IHCC were 20.0% (4/20), 20.0% (4/20) and 10.0% (2/20) detected by RT-PCR [6]. However, in the this website immunohistochemical study by Tsuneyama et al. [7], 32 of 68 IHCC cases (47.1%) demonstrated positive MAGE-A3 expression using a polyclonal antibody. These discrepancies between our and previous studies may be related to the difference in the method of detection, the antibodies adopted and patient populations.

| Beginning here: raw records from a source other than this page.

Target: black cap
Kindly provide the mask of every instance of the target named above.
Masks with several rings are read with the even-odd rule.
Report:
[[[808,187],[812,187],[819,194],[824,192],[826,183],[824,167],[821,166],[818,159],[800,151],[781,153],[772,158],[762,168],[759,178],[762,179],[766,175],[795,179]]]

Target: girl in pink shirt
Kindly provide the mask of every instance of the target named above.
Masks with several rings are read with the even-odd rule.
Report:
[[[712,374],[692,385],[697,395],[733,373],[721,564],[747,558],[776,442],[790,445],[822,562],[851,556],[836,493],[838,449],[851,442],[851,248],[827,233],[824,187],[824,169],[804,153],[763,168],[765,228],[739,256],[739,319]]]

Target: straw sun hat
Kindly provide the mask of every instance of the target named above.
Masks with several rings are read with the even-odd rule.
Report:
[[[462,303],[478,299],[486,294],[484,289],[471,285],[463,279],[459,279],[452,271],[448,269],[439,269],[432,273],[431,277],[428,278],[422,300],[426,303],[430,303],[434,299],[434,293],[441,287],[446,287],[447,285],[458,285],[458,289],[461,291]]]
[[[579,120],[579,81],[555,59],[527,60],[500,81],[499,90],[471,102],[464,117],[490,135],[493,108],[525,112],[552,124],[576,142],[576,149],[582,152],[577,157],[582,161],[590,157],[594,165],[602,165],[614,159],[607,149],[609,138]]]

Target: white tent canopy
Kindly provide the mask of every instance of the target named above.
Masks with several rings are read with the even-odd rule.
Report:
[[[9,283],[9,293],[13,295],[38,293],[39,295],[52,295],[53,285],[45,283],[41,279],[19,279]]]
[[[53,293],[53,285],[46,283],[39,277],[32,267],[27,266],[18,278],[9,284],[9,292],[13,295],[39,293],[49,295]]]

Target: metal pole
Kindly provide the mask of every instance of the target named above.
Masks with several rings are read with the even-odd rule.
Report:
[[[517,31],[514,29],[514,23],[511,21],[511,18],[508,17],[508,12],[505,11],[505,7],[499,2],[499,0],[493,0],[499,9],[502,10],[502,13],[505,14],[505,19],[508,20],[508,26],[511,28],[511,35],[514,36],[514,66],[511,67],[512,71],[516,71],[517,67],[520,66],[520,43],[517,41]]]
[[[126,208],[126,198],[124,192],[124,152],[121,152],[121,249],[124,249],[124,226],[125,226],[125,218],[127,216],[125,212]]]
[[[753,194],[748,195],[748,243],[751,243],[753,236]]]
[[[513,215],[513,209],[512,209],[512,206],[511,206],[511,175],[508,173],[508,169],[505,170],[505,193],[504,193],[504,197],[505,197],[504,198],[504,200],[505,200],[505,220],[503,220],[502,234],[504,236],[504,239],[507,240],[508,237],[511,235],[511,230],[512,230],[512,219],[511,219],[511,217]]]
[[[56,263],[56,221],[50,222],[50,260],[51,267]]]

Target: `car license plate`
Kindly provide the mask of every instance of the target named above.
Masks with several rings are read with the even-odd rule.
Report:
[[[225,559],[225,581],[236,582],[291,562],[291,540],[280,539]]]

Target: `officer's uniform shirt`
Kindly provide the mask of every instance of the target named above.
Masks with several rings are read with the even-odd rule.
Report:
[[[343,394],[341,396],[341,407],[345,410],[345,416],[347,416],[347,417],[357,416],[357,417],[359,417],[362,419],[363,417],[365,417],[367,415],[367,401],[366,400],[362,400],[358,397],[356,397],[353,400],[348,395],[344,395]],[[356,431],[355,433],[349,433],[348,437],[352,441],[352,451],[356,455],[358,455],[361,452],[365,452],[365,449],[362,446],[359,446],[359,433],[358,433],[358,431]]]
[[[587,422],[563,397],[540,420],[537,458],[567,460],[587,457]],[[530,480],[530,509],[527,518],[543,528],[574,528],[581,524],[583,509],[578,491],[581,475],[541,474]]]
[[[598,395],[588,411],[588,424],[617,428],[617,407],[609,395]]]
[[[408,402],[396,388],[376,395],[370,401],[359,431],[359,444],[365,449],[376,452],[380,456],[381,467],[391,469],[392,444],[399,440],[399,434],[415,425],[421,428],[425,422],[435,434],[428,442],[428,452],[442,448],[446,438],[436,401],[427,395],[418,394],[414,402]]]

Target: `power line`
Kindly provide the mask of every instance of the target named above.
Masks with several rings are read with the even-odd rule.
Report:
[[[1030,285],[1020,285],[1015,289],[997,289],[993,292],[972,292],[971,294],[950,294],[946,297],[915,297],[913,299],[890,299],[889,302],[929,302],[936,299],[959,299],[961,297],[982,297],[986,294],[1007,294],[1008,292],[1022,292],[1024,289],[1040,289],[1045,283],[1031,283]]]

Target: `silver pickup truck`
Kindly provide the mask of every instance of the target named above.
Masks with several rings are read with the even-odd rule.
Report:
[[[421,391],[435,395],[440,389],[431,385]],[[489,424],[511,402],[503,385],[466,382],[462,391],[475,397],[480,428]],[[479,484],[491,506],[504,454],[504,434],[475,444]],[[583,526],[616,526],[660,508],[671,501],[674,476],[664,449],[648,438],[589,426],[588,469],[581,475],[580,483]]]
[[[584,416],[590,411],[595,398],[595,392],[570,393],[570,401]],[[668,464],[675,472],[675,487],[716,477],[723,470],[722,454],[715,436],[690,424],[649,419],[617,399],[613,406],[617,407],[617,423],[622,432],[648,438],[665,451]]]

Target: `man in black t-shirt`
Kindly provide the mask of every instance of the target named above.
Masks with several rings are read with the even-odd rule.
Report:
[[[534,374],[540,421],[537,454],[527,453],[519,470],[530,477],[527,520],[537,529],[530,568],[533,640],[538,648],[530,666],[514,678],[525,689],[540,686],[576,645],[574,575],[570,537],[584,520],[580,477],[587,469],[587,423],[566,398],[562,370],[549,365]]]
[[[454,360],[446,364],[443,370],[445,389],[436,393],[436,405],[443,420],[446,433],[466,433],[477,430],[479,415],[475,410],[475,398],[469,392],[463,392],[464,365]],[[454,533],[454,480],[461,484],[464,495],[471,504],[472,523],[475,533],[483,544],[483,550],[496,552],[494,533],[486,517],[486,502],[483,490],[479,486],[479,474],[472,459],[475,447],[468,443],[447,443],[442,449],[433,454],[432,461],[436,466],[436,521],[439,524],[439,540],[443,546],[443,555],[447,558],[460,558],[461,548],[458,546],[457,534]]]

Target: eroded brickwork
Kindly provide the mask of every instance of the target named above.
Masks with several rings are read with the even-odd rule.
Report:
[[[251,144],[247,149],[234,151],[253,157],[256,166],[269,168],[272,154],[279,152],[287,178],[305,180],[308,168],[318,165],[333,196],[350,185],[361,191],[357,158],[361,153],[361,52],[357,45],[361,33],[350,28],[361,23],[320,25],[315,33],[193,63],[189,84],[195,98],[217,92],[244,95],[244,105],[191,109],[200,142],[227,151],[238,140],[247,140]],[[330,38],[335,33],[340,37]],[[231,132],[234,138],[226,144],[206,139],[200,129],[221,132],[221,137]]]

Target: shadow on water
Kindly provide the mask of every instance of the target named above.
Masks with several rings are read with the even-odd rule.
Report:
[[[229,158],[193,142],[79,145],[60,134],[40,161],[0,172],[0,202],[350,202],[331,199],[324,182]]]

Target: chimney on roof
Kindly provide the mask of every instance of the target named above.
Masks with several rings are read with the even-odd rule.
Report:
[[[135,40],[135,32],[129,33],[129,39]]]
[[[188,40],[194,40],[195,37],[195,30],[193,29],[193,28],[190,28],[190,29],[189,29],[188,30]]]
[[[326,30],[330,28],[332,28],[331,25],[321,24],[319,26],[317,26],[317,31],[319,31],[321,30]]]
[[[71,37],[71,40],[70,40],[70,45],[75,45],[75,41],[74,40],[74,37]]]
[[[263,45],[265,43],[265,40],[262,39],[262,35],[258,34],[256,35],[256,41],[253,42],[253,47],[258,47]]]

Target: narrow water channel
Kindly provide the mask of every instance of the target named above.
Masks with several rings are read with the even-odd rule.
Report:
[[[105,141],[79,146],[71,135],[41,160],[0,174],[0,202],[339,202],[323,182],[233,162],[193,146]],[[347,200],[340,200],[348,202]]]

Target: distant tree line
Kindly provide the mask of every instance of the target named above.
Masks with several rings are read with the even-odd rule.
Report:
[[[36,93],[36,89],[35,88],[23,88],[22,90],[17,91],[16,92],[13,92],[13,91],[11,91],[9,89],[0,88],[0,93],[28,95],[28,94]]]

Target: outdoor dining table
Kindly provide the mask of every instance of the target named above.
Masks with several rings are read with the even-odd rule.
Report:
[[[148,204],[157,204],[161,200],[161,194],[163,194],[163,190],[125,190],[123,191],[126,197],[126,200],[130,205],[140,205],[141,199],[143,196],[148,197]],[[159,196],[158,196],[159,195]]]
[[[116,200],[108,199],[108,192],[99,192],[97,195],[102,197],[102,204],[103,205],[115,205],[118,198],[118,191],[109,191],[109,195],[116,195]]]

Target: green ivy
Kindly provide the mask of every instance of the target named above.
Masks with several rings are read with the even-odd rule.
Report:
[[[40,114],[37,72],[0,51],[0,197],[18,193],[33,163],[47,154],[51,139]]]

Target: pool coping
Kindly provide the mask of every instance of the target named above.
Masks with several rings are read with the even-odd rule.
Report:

In this study, we also identified that only MAGE-3/4 and at least one positive CTA expression correlated aggressive phenotypes including bigger tumor size and higher recurrence rate. There was no other association observed between CTA markers (either individual or combined) with Crenigacestat mouse HLA class I expression and clinicopathological parameters of IHCC patients. BMS-907351 cost Curves of patients with positive for the individual or multiple CTAs (with two or three CTA positive) markers leaned science towards a poorer outcome, however, only MAGE-A3/4 reach statistical significance. We speculated that such statistically insignificant trends were likely to be due to the fact that only a small number of IHCC cases presented with positive CTA expression (either individual or co-expressed) in this study. Considering that combination of CTAs makers may reinforce the predictive value for prognosis and malignant phonotype by one single CTA alone, we next asked whether at least one CTA expression

had n significant impact on outcome. We found that at least one CTA expression did indeed correlate with a significantly poorer survival. Furthermore, at least one positive CTA expression was also an independent prognostic factor for patients with IHCC. Interestingly, in this study, MAGE-A1 and NY-ESO-1 positive IHCC tumors seem to have a relatively higher frequency of positive expression of HLA class I than MAGE-A3/4 positive cases. Recently, Kikuchi et al. [22] indicated that co-expression of CTA (XAGE-1b) and HLA class I expression may elicit a CD8+ T-cell response against minimal residual disease after surgery and resulted in prolonged survival of NSCLC patients, while expression of CTA combined with down-regulated HLA class I expression correlated with poor survival.